Davalı ———– vekili savunmasında özetle: Davacının, haksız olarak feshedildiğini iddia ettiği —– tarihli tek satıcılık sözleşmesinin tarafı olmadığını, bu sözleşmenin dava dışı ———— ile müvekkili arasında imzalandığını, o sözleşmenin de müvekkiline yöneltilen davanın dayanığı yapıldığını, davacının sözleşmenin tarafı olmaması nedeniyle davacı sıfatının bulunmadığını, bu nedenle davanın husumet yokluğu nedeniyle reddi gerektiğini, davacı şirketin, müvekkili şirketin yönlendirmesiyle kurulmadığını, davacı şirketin müvekkilinin bilgisi dahilinde kurulmadığını, bu yöndeki iddiaların doğru olmadığını, bu konuda müvekkilinden onay istenmediğini, kaldı ki davacının müvekkiline ait unvanı izin almaksızın kullandığını, bu durumun TTK ve 551 sayılı KHK hükümlerine aykırı olduğunu, müvekkili tarafından yapılan tüm yazışmalarda muhatabın—– Şirketi olduğunu, davaya bakma konusunda —– Mahkemelerinin yetkili olmadığını, mahkememizin yetkisiz olduğunu—–…. Şirketi ile imzalanmış olan tek satıcılık sözleşmesinin müvekkili tarafından haklı sebeplerle feshedildiğini, çünkü anılan şirketin taahhüt ettiği miktarda mal alımı yapamadığını, ayrıca alınan mal bedellerinin ödenmediğini ve temerrüde düştüğünü, ihtara rağmen ödemenin yapılmaması sonucu sözleşmenin haklı sebepten feshedildiğini, davacının yaptığını iddia ettiği masrafların gerçek dışı ve abartılı olduğunu, ihtiyati tedbir talebinin haksız olduğunu belirterek davanın reddine karar verilmesini istemiştir.

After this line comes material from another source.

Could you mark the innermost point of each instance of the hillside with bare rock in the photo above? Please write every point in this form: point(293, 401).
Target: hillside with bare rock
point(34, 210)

İNCELEMEveGEREKÇE : Dava, hukuki niteliği itibari ile tek satıcılık sözleşmesinin haksız feshi sonucu uğranılan zararların tazmini, şirket yönetim kurulu üyelerinin rekabet yasağı hükümlerini ihlal etmeleri sonucu uğranılan zararların tazmini ve haksız rekabetin meni, haksız rekabet nedeniyle uğranılan zararların tazmini isteklerine ilişkindir.
Davacı şirketin yönetim kurulu üyesi olan davalı … ve —–davalı ———-ortak ve sorumlu müdür olmaları ve davacı şirket çalışanlarını kendi kurdukları firmaya geçirmeleri, ardından da ——-. İle sözleşme imzalamaları ve bu kapsamda yürüttükleri ticari faaliyet dolayısıyla davacıyı zarara uğratıp uğratmadıkları ve eylemlerinin rekabet yasağına aykırı olup olmadığı, tüm davalıların eylem ve faaliyetlerinin haksız rekabet oluşturup oluşturmadığı araştırılmış, bu çerçevede deliller toplanmış ve Mahkemece dosya mali müşavir, haksız rekabet alanında uzman bilirkişi ve ekonomi-işletme alanında uzman bilikişilerden oluşan heyete verilerek rapor alınmış, Bilirkişi Heyet raporunda; davalı ——– imzalanan distribütörlük sözleşmesi kapsamında ithalatları gerçekleştirildiği tespit edilen dava dışı …ile davacı şirketin defterlerini ibraz etmediği, sözleşme döneminde alımları gerçekleştirilen mal bedellerinin anılan şirketler tarafından ödendiğine ilişkin belgelere dosya kapsamında rastlanmadığı, öte yandan davalı —— tarafından dosyaya sunulan bilgi, belge, hesap özeti, dayanak faturalardan anılan sözleşmenin feshi öncesinde—— -Euro tutarındaki faturaların ödeme tarihlerinin geçirilmiş olduğu, dava dışı …nin —- tarihi itibariyle temerrüde düştüğü, dosya kapsamında toplanan delillere göre davacı şirketin sözleşme dönemine ilişkin alımlarının oldukça düşük kaldığı,—— tarihinden sonra düzenlenen faturaların davalı ——- tarafından düzenlenen faturalar olduğu, davacı şirketin dava konusu sözleşme döneminde yaptığı satışların toplam değerinin, sözleşmeye konu ürünlerin stok değişimler ile brüt satış karlılığı ve faaliyet karlılığına ilişkin tespit ve sonuçlara ulaşılmasının dosyaya sunulu belgelere göre mümkün olmadığı tespit edilmiştir.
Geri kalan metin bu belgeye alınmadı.